Sommige verdachten weigeren zich psychiatrisch te laten onderzoeken. Het Pieter Baan Centrum is gestart met een proef gericht op lastige observandi.

Door Francisca Mebius

Moeilijk onderzoekbare verdachten, in de volksmond de weigeraar. Een doelgroep waar het Pieter Baan Centrum, de psychiatrische observatiekliniek van het ministerie van Veiligheid en Justitie, tientallen keren per jaar tegenaan loopt. Deze maand is in Utrecht een speciale afdeling voor deze onderzoeksgroep geopend met als doel de onderzoeksopbrengst bij verdachten te vergroten.

‘Onze rapporten spelen een belangrijke rol in een strafproces en rechters vragen het niet zomaar aan. Het zorgt dan ook voor frustratie als zo’n onderzoek te weinig oplevert. We hopen met deze proef meer en betere uitkomsten te genereren,’ zegt Joost Harkink, waarnemend directeur van het Pieter Baan Centrum in Utrecht.

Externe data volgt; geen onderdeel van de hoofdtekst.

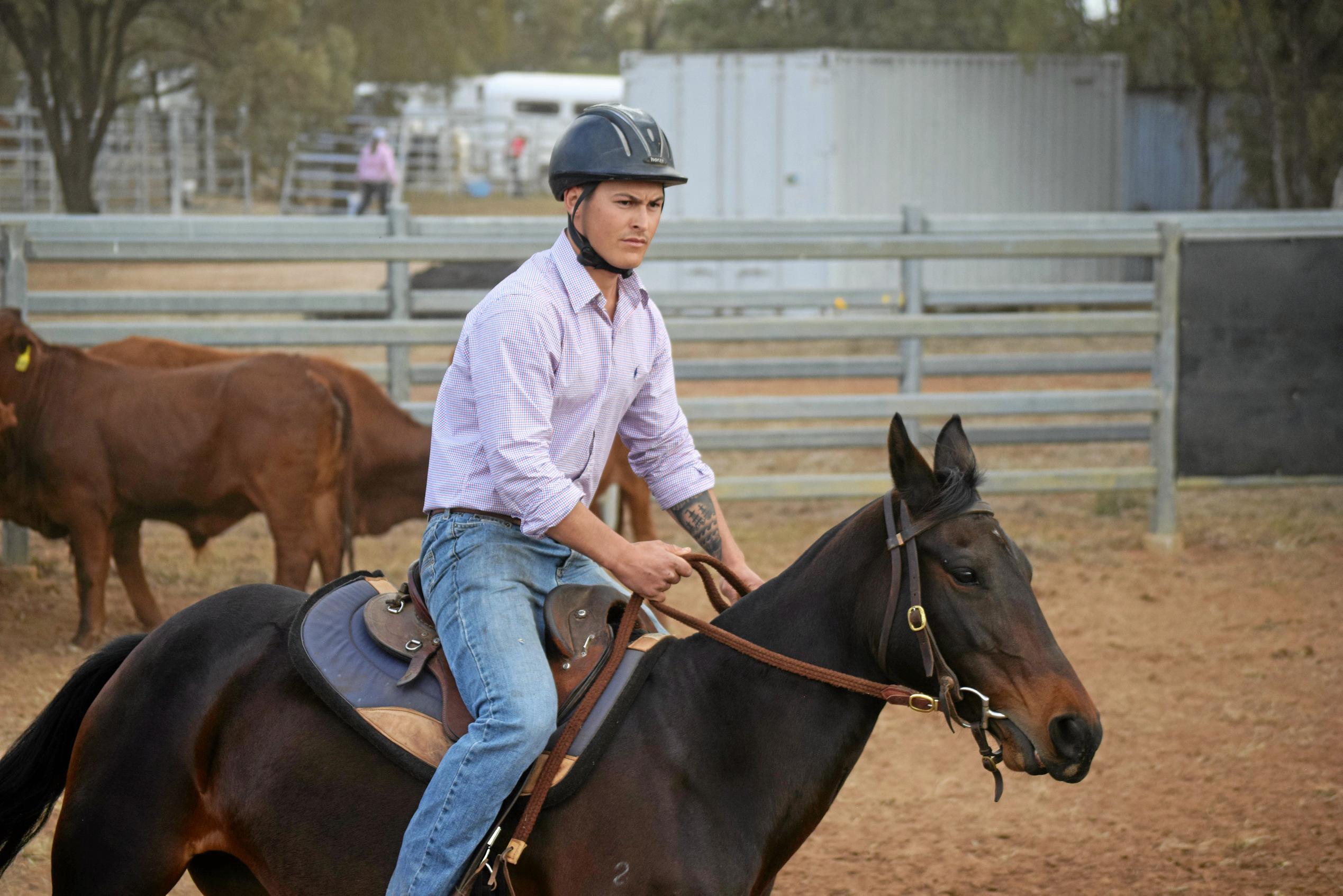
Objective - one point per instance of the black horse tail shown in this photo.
(33, 773)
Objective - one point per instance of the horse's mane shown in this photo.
(958, 488)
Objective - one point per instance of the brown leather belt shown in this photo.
(497, 516)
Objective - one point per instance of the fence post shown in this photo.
(210, 151)
(14, 293)
(175, 186)
(1165, 526)
(29, 161)
(403, 158)
(400, 306)
(911, 288)
(143, 198)
(246, 158)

Harkink spreekt van moeilijk onderzoekbaren omdat het niet alleen gaat om verdachten die niet willen praten met psychologen en psychiaters, maar ook om verdachten die zeggen mee te werken maar vervolgens niets loslaten. ‘Verdachten hebben altijd een procesbelang en mensen die niet over een delict willen praten, zijn net zo moeilijk te onderzoeken als de weigeraar bij voorbaat.’

Op de speciale afdeling, die voor de duur van een jaar wordt ingericht, krijgen de moeilijk onderzoekbaren een uitgebreider dagprogramma dan gebruikelijk. Het idee is om een observatieklimaat te creëren waarbij verdachten meer uitgedaagd worden om deel te nemen aan het dagprogramma en zich minder kunnen terugtrekken op cel.

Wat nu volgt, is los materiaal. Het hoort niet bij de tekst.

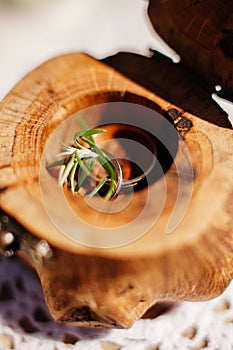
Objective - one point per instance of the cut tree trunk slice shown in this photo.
(113, 287)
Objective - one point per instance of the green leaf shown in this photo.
(83, 176)
(67, 170)
(98, 187)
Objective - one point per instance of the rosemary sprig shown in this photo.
(79, 156)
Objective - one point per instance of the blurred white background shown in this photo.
(32, 31)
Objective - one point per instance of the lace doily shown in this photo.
(25, 322)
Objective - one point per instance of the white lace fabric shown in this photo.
(25, 322)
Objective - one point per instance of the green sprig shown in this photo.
(85, 158)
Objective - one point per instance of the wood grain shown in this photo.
(114, 287)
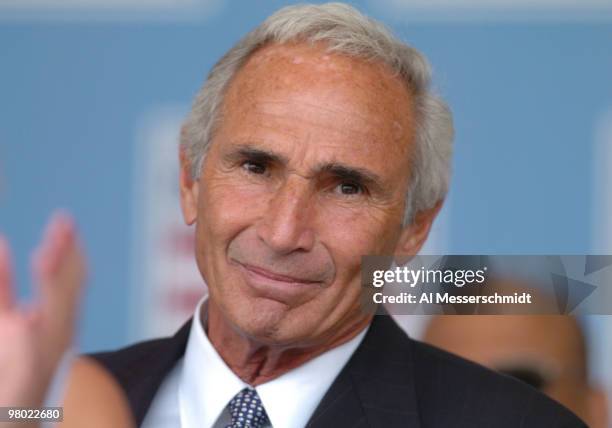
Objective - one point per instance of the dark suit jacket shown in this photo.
(390, 381)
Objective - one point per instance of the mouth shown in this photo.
(276, 286)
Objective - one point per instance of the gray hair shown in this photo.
(345, 31)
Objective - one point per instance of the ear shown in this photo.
(188, 189)
(414, 235)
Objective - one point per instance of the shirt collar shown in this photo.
(207, 384)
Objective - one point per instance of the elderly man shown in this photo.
(314, 141)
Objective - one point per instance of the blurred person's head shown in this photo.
(315, 140)
(546, 351)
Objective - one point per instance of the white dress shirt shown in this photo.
(198, 389)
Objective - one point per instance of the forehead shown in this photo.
(306, 92)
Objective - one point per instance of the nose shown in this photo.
(286, 224)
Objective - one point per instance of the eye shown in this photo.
(349, 188)
(254, 167)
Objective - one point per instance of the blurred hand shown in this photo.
(34, 338)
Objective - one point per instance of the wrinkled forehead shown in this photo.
(371, 96)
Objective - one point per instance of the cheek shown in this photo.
(226, 207)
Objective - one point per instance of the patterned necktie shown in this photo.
(247, 410)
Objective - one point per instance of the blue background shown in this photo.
(526, 95)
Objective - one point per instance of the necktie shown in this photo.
(247, 410)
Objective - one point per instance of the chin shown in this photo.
(270, 322)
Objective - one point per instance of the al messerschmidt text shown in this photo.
(449, 298)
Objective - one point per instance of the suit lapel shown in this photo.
(142, 377)
(376, 387)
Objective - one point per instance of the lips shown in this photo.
(276, 286)
(276, 276)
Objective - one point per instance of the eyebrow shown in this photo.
(337, 169)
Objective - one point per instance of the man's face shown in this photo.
(306, 173)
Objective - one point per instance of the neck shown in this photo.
(256, 362)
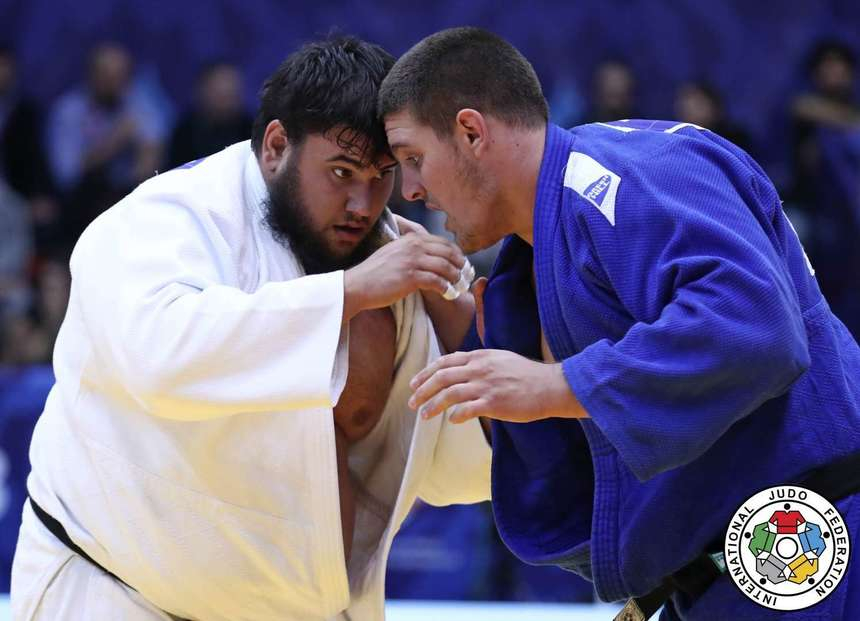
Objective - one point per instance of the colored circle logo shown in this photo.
(787, 548)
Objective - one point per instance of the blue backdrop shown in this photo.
(752, 51)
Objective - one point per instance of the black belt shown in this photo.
(833, 481)
(60, 533)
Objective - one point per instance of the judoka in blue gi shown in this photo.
(652, 317)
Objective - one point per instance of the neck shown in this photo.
(524, 156)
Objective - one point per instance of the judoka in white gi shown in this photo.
(228, 435)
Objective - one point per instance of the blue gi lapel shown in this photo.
(537, 511)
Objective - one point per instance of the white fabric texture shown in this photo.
(188, 444)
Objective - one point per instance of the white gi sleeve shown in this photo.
(170, 326)
(460, 473)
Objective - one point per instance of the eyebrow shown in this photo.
(357, 163)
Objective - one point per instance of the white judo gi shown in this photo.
(188, 445)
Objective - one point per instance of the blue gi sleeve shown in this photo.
(717, 327)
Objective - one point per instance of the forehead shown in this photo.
(347, 146)
(405, 132)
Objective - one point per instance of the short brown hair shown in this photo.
(464, 68)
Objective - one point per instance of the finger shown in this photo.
(466, 411)
(405, 225)
(456, 359)
(440, 380)
(478, 291)
(450, 396)
(428, 281)
(441, 267)
(439, 246)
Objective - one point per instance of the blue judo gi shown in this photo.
(674, 291)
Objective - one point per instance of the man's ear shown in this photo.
(471, 130)
(275, 147)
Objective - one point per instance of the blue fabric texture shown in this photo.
(690, 327)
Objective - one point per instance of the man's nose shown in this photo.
(359, 202)
(411, 187)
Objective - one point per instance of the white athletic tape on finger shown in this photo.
(450, 293)
(467, 274)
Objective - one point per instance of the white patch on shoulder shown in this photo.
(675, 128)
(593, 182)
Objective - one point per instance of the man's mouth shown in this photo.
(351, 232)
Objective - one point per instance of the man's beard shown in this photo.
(286, 216)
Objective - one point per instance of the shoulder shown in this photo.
(643, 164)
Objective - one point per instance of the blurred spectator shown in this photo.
(217, 120)
(15, 253)
(22, 160)
(27, 336)
(699, 103)
(23, 164)
(613, 93)
(102, 142)
(826, 193)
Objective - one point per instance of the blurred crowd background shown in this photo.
(97, 96)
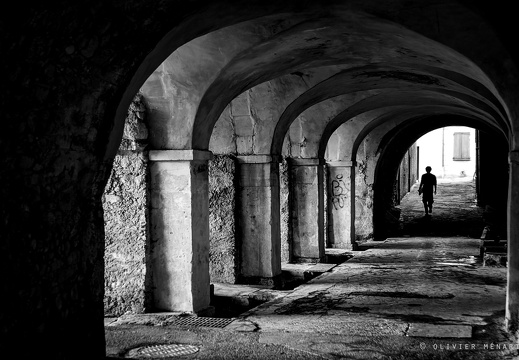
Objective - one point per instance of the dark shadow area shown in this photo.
(455, 211)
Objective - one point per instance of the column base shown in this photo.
(270, 282)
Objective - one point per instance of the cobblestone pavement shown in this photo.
(412, 297)
(455, 212)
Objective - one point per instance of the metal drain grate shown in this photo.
(202, 321)
(161, 351)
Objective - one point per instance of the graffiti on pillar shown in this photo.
(338, 192)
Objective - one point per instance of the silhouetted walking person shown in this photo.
(427, 187)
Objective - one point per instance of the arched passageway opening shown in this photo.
(355, 61)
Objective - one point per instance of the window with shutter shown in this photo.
(461, 146)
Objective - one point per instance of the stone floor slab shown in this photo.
(440, 331)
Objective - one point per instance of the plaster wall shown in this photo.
(259, 227)
(179, 230)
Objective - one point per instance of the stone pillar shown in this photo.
(340, 208)
(307, 210)
(512, 289)
(259, 219)
(179, 230)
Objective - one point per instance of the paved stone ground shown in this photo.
(455, 212)
(412, 297)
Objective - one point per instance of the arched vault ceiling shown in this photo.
(351, 39)
(397, 84)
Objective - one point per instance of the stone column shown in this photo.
(340, 209)
(179, 218)
(307, 210)
(512, 289)
(259, 219)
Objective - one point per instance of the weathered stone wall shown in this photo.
(223, 253)
(125, 204)
(284, 191)
(364, 177)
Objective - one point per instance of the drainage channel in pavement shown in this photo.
(160, 351)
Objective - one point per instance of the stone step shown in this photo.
(495, 259)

‘Het gaat net als bij het reguliere traject om participerende observatie. Er worden alleen meer activiteiten en gesprekken ingepland.’ Harkink heeft het over activiteiten als samen koken waarbij de verdachten meer verantwoordelijkheden krijgen dan op de reguliere afdeling. Dit moet zorgen voor meer openheid en een betere vertrouwensband met het onderzoeksteam.

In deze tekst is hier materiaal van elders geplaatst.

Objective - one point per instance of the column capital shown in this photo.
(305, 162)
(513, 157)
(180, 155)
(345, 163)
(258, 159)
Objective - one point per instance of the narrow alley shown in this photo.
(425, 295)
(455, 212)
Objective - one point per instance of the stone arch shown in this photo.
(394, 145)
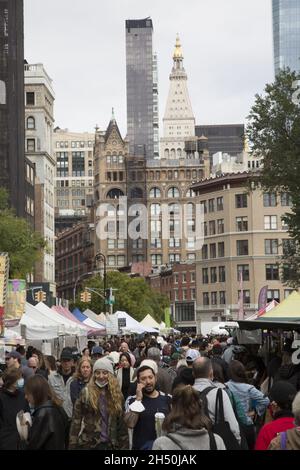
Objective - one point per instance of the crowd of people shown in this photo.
(177, 393)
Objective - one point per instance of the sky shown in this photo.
(227, 47)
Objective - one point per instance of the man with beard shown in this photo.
(140, 409)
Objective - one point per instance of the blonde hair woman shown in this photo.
(97, 421)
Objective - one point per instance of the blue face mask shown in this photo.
(20, 383)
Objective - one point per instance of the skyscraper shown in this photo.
(142, 102)
(286, 34)
(12, 159)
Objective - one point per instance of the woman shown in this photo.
(97, 421)
(49, 428)
(252, 400)
(125, 374)
(186, 426)
(12, 400)
(81, 378)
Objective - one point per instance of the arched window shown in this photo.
(30, 122)
(136, 193)
(114, 193)
(154, 193)
(173, 192)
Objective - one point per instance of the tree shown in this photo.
(274, 133)
(17, 238)
(132, 295)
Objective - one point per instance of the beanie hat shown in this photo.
(282, 392)
(105, 363)
(150, 364)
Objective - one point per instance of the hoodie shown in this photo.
(188, 439)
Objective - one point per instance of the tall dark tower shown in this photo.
(142, 91)
(12, 159)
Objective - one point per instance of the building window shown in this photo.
(271, 247)
(241, 224)
(241, 200)
(286, 200)
(270, 200)
(30, 123)
(244, 270)
(212, 227)
(213, 275)
(30, 145)
(270, 222)
(222, 295)
(213, 296)
(30, 101)
(220, 224)
(205, 276)
(242, 247)
(211, 205)
(221, 250)
(205, 298)
(273, 294)
(272, 272)
(246, 296)
(220, 203)
(212, 250)
(222, 276)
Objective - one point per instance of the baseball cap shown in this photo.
(97, 350)
(192, 355)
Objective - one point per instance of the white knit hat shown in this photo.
(104, 363)
(151, 364)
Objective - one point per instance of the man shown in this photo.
(140, 409)
(203, 373)
(164, 380)
(61, 379)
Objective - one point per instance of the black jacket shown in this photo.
(49, 429)
(10, 404)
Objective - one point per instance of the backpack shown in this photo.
(220, 426)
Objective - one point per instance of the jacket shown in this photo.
(189, 439)
(10, 404)
(202, 384)
(49, 428)
(270, 430)
(62, 390)
(249, 397)
(292, 442)
(86, 427)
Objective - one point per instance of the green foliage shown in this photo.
(274, 133)
(17, 238)
(133, 295)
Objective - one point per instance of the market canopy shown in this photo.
(149, 321)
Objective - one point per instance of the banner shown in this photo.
(15, 302)
(4, 269)
(167, 317)
(263, 297)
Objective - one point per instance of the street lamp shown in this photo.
(101, 257)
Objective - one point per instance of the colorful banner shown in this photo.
(15, 302)
(263, 297)
(4, 269)
(167, 317)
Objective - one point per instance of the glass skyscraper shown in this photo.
(286, 34)
(142, 99)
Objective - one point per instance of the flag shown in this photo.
(241, 298)
(262, 297)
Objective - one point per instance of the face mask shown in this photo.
(20, 383)
(100, 384)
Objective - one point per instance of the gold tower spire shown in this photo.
(178, 50)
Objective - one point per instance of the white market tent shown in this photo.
(93, 316)
(132, 325)
(149, 321)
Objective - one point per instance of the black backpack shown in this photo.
(220, 426)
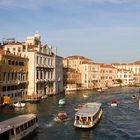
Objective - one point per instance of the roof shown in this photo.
(77, 57)
(16, 121)
(89, 109)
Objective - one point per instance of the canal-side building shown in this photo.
(90, 74)
(133, 67)
(45, 70)
(13, 75)
(126, 76)
(108, 75)
(80, 73)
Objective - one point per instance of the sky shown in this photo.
(106, 31)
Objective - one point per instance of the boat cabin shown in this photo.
(88, 115)
(18, 127)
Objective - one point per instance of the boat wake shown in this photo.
(49, 124)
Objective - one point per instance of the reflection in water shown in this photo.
(85, 134)
(120, 123)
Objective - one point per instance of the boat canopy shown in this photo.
(16, 121)
(89, 109)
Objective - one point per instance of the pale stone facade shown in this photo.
(90, 75)
(126, 76)
(45, 71)
(108, 75)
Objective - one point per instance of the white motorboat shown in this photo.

Elke verdachte die bij het Pieter Baan Centrum binnenkomt, begint in het reguliere regime van standaard zes weken en krijgt een onderzoeksteam van zes mensen toegewezen. Aan de hand van het gedrag van de verdachte bepaalt het team of overplaatsing naar de speciale afdeling gewenst is en voor welke termijn.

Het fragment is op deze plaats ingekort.